Hannah’s new novel is an homage to the extraordinary courage and endurance of Frenchwomen during World War II.
In 1995, an elderly unnamed widow is moving into an Oregon nursing home on the urging of her controlling son, Julien, a surgeon. This trajectory is interrupted when she receives an invitation to return to France to attend a ceremony honoring passeurs: people who aided the escape of others during the war. Cut to spring, 1940: Viann has said goodbye to husband Antoine, who's off to hold the Maginot line against invading Germans. She returns to tending her small farm, Le Jardin, in the Loire Valley, teaching at the local school and coping with daughter Sophie’s adolescent rebellion.
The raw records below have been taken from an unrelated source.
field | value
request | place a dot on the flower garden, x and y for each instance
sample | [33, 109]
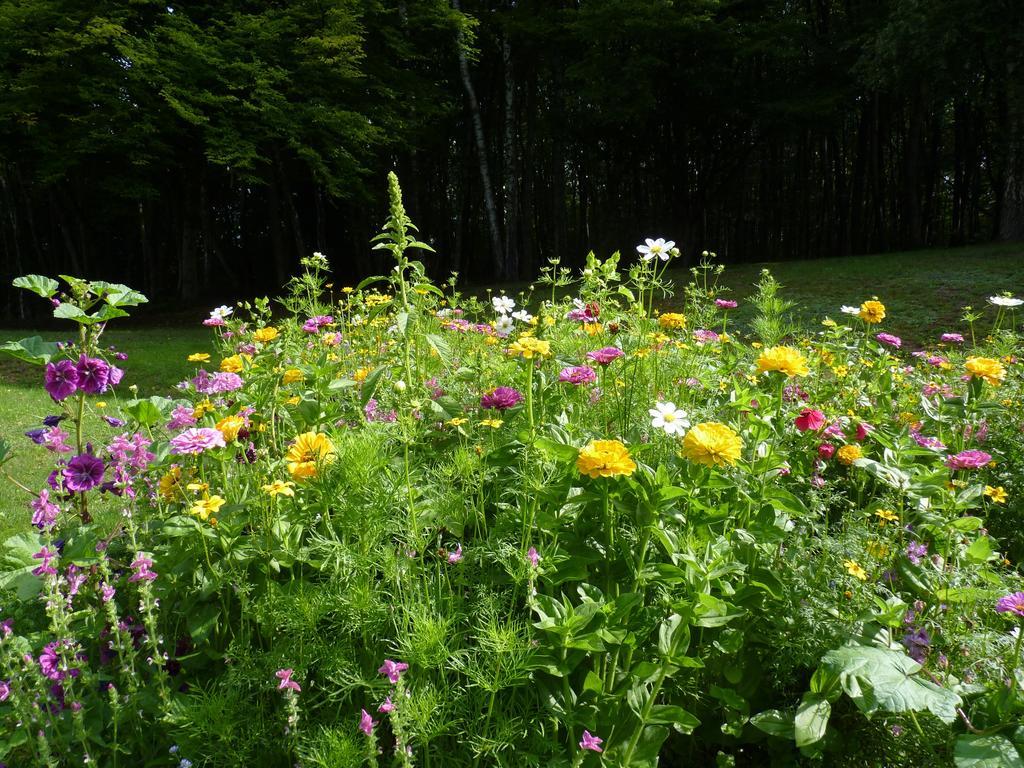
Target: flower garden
[389, 524]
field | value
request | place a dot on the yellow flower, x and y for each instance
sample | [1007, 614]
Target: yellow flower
[712, 443]
[229, 427]
[784, 359]
[872, 311]
[308, 452]
[855, 570]
[265, 335]
[849, 454]
[280, 487]
[672, 321]
[997, 495]
[985, 368]
[604, 459]
[527, 346]
[203, 508]
[886, 515]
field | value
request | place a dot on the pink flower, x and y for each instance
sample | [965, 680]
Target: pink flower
[810, 420]
[590, 741]
[285, 676]
[969, 460]
[392, 670]
[367, 723]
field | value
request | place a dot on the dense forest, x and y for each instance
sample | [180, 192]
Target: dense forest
[198, 150]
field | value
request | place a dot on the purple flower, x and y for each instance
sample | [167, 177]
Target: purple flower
[392, 670]
[590, 741]
[1011, 604]
[93, 375]
[60, 379]
[969, 460]
[578, 375]
[605, 355]
[501, 398]
[140, 569]
[83, 473]
[285, 676]
[44, 512]
[197, 440]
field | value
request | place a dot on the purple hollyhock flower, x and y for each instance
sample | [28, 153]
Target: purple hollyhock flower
[93, 375]
[392, 670]
[578, 375]
[502, 398]
[197, 440]
[60, 379]
[605, 355]
[1011, 604]
[969, 460]
[83, 473]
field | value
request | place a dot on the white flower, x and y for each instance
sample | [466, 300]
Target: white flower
[658, 248]
[666, 416]
[503, 304]
[522, 315]
[504, 325]
[1009, 301]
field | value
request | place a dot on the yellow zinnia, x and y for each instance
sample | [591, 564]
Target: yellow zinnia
[872, 311]
[712, 443]
[604, 459]
[988, 369]
[307, 453]
[784, 359]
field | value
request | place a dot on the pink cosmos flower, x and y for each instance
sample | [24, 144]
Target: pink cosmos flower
[590, 741]
[197, 440]
[392, 670]
[969, 460]
[367, 723]
[285, 676]
[810, 420]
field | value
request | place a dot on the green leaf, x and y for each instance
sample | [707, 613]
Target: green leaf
[990, 751]
[38, 284]
[32, 349]
[886, 680]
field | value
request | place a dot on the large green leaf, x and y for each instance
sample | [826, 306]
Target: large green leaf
[886, 680]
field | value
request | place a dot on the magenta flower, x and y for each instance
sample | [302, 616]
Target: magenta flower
[578, 375]
[140, 569]
[367, 723]
[810, 420]
[84, 472]
[197, 440]
[969, 460]
[605, 355]
[502, 398]
[590, 741]
[60, 379]
[1011, 604]
[392, 670]
[285, 676]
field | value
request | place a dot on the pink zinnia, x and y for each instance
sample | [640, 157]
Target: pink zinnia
[605, 355]
[809, 420]
[969, 460]
[197, 440]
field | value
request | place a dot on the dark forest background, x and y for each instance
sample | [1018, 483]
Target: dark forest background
[197, 150]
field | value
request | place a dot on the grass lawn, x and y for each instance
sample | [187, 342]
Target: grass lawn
[924, 292]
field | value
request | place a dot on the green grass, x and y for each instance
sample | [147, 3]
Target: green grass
[924, 292]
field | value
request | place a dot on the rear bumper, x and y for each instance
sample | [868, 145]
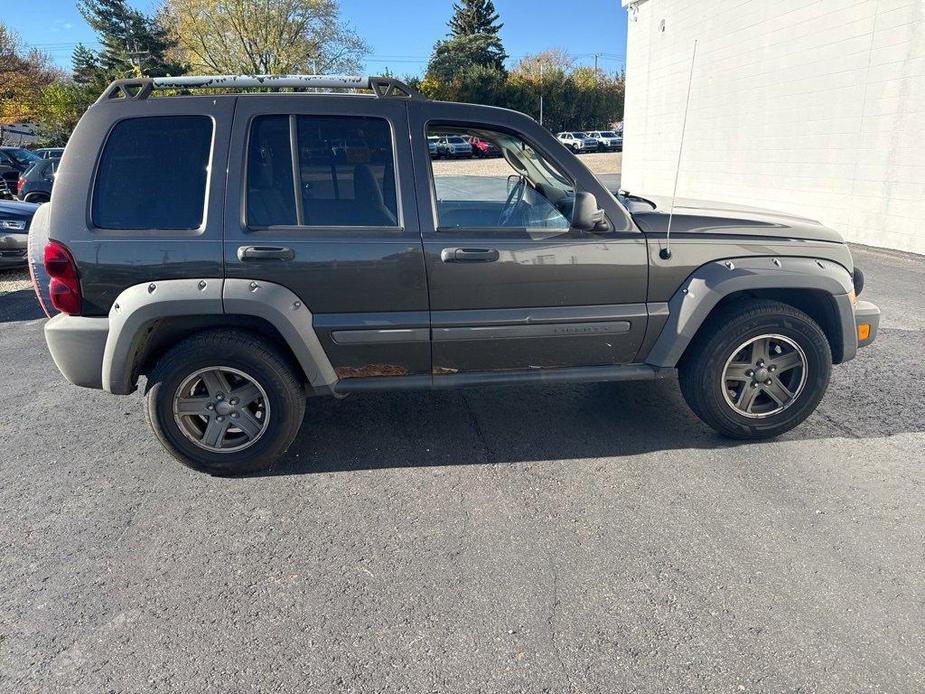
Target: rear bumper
[866, 313]
[77, 345]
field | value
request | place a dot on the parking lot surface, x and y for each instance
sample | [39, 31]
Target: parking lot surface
[587, 538]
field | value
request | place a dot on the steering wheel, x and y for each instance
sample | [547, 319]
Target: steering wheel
[512, 204]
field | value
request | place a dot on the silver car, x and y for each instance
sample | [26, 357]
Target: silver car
[452, 146]
[608, 140]
[578, 141]
[15, 218]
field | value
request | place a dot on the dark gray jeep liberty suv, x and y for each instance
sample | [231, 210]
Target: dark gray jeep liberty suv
[259, 241]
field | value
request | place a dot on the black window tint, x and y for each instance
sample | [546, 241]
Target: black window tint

Soon, that world is upended: The Germans march into Paris and refugees flee south, overrunning Viann’s land. Her long-estranged younger sister, Isabelle, who has been kicked out of multiple convent schools, is sent to Le Jardin by Julien, their father in Paris, a drunken, decidedly unpaternal Great War veteran. As the depredations increase in the occupied zone—food rationing, systematic looting, and the billeting of a German officer, Capt. Beck, at Le Jardin—Isabelle’s outspokenness is a liability. She joins the Resistance, volunteering for dangerous duty: shepherding downed Allied airmen across the Pyrenees to Spain. Code-named the Nightingale, Isabelle will rescue many before she's captured. Meanwhile, Viann’s journey from passive to active resistance is less dramatic but no less wrenching. Hannah vividly demonstrates how the Nazis, through starvation, intimidation and barbarity both casual and calculated, demoralized the French, engineering a community collapse that enabled the deportations and deaths of more than 70,000 Jews. Hannah’s proven storytelling skills are ideally suited to depicting such cataclysmic events, but her tendency to sentimentalize undermines the gravitas of this tale.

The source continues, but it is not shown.